El presidente de la Nación, Gustavo Petro Urrego, declaró el pasado lunes el Estado de Emergencia Económica en todo el territorio nacional por un plazo de 30 días. La decisión, oficializada mediante el Decreto 1390 del 22 de diciembre de 2025, facultó al mandatario para dictar decretos con fuerza de ley que establezcan gravámenes sin la aprobación previa del Congreso de la República.
Esta medida surgió como respuesta al hundimiento de la reforma tributaria en el legislativo, hecho que dejó un vacío fiscal de 16,3 billones de pesos para el año 2026. Según el Gobierno nacional, la disposición buscó conjurar una crisis fiscal inminente que pondría en riesgo la inversión pública y el cumplimiento de las obligaciones del Estado.
Argumentos del Ejecutivo y nuevos tributos
El documento presidencial justificó la emergencia basándose en ocho causas concurrentes.
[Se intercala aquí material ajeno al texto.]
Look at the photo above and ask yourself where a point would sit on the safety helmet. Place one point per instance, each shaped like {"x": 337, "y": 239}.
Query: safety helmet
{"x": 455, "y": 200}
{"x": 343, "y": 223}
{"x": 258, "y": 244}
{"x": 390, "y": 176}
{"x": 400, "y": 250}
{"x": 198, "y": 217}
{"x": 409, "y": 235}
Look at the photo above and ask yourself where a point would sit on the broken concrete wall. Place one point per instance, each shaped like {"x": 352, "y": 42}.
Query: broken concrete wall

Entre ellas, se destacó la necesidad de financiar el sistema de salud, atender las consecuencias de la ola invernal y garantizar la seguridad en el próximo proceso electoral.
El Ministerio de Hacienda informó que los recursos obtenidos se destinarán a cubrir sectores desprotegidos por la falta de aprobación de leyes de financiamiento.
Los nuevos impuestos estarán dirigidos a personas naturales y jurídicas con mayor capacidad económica. Asimismo, se contemplan tributos orientados a regular actividades con impacto en el medio ambiente y la salud pública.